Let’s re-visit one of the more salacious stories to hit the papers in the post-Bernie Madoff era. I’m talking about the story of Lenny ‘Nails’ Dykstra, the former all-star baseball player turned stock picker made by TheStreet.com’s Jim Cramer. Dykstra ran into a bit of trouble last year after the market turned down. The Wall Street tabloid Drealbreaker described it this way last summer:
Lenny Dykstra has officially filed for Chapter 11 bankruptcy. This wouldn’t be so tough to take if we could comfort ourselves by the idea of Nails returning home to his Thousand Oaks manse but, oh, right, the place is set to hit the auction block tomorrow. Right about now you could say we’re feeling a high level of rage and luckily, we know exactly where to direct it: Jim Cramer. This, we’re putting it out there, is all Jim Cramer’s fault. Not because he fired Lenny from his Street.com gig, “Nails by the Numbers,” in which Dykstra dispensed investment advice to subscribers, but for JC’s bold call made back in March 2008, when Cramer told Bob Costas, “Lenny Dykstra is one of the greats in this business,” which obviously put a curse on Len’s head, as did Cramer’s insistence on wearing a Nails jersey to bed every night. We’ve said it before and we’ll say it again: an on-air apology is in order, as is a year’s supply of dip, a simple pleasure which LD can no longer afford.

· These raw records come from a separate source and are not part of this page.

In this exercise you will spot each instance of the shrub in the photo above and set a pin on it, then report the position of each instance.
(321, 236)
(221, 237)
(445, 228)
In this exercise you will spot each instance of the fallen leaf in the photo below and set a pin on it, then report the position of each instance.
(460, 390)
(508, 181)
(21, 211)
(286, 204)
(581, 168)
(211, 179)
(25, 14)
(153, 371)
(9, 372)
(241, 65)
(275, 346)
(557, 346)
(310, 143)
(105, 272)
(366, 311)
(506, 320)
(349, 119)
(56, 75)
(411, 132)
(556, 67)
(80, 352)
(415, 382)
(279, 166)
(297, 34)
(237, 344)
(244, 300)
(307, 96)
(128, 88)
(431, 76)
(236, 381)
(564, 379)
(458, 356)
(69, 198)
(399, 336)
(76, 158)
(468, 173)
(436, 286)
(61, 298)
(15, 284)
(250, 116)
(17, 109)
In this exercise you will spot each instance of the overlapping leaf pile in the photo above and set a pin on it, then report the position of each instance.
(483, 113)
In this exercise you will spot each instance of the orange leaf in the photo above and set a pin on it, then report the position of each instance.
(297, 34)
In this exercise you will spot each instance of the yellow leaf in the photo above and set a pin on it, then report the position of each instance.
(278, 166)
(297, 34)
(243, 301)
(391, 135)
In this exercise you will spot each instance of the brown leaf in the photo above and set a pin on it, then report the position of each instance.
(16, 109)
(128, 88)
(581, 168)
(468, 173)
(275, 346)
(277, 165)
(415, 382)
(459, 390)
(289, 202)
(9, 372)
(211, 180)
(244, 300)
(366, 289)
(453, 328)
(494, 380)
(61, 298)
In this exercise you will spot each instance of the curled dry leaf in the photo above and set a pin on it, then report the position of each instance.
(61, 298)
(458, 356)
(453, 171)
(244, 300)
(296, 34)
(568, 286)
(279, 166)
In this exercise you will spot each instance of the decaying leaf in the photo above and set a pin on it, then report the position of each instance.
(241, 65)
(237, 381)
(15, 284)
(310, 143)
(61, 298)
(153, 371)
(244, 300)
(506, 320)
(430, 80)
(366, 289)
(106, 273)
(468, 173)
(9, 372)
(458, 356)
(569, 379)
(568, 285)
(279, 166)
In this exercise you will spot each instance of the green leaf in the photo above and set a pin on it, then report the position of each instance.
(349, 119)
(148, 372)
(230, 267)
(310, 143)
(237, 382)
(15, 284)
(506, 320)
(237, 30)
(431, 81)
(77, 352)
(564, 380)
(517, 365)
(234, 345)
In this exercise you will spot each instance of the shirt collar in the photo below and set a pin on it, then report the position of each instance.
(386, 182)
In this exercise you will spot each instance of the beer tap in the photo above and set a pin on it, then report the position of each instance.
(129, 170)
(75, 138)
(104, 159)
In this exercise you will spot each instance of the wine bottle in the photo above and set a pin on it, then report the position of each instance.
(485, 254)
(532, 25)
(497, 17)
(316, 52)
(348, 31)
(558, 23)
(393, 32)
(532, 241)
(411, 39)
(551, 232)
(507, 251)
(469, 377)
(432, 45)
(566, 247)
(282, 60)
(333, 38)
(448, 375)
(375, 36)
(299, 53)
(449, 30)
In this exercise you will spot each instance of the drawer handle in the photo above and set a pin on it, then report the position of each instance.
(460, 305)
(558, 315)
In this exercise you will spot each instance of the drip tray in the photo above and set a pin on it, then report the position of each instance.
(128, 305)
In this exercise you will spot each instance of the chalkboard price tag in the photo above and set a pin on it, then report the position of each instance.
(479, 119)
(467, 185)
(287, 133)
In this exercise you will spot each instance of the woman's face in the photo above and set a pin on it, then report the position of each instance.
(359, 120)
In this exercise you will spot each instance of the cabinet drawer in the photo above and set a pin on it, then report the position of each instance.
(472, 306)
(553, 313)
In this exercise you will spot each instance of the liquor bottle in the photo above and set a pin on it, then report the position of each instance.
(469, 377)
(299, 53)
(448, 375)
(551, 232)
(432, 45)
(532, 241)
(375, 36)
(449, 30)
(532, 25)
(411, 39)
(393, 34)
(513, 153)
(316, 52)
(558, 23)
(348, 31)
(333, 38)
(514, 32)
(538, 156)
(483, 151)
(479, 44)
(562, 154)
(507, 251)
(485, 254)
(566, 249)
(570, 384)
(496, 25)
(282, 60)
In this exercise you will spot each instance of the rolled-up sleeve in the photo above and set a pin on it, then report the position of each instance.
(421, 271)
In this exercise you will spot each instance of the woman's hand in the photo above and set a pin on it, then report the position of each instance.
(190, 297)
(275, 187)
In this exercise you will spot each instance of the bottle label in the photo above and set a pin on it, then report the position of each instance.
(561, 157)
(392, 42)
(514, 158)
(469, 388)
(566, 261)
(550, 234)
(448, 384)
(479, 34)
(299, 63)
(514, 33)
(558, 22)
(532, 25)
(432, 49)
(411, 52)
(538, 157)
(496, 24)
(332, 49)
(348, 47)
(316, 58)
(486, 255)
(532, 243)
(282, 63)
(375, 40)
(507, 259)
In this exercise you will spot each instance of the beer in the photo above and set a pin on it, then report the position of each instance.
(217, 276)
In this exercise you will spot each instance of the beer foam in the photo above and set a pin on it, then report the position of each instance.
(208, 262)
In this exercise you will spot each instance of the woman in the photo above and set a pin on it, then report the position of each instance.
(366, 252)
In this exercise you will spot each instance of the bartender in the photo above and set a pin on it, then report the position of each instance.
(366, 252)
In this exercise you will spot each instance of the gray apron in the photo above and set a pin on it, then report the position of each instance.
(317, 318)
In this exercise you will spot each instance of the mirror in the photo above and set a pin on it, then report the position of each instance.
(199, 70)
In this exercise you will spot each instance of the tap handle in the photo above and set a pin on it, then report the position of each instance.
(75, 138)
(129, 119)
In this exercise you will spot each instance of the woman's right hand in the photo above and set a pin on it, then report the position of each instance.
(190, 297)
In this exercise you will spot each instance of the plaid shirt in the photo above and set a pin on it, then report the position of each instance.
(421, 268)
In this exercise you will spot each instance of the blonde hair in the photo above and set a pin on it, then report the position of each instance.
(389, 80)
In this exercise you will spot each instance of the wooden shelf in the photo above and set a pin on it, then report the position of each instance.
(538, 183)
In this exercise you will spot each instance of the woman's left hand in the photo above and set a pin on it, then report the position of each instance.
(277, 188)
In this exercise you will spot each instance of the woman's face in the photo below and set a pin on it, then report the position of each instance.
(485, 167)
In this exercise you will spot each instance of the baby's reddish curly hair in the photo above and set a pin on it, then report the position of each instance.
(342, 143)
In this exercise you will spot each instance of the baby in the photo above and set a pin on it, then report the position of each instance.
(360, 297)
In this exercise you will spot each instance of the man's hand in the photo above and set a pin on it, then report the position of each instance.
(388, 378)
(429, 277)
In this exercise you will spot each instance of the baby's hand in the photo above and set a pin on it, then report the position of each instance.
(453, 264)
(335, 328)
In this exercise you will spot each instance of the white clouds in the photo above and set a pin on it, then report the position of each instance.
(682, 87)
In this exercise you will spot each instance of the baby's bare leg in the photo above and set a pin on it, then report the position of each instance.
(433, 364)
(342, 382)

When we last visited our anti-hero, he was upbeat, sure he could beat this thing:
"F—— derelicts," Dykstra snaps about his growing list of hostile ex-business partners. "Where’s a real respected businessman in our society who’s suing me? We don’t see one, do we?"…
"I love it, baby," the 46-year-old told the Daily News from his lawyer’s California office. "Pile it on, bro."
Of course, the day-to-day of bankruptcy has changed things a good deal.
Now, the Daily Beast alleges that Dykstra copied all of his stock picks from another analyst, faked the data and then sold access to Jim Cramer. From the Daily Beast account you get the sense that Dykstra knew nothing about stocks and investing. He was just another guy cashing in on his celebrity and running up debts to live large in the asset-based economy.
Dysktra’s success – like so much in the bubble economy – was, in a word, a fraud.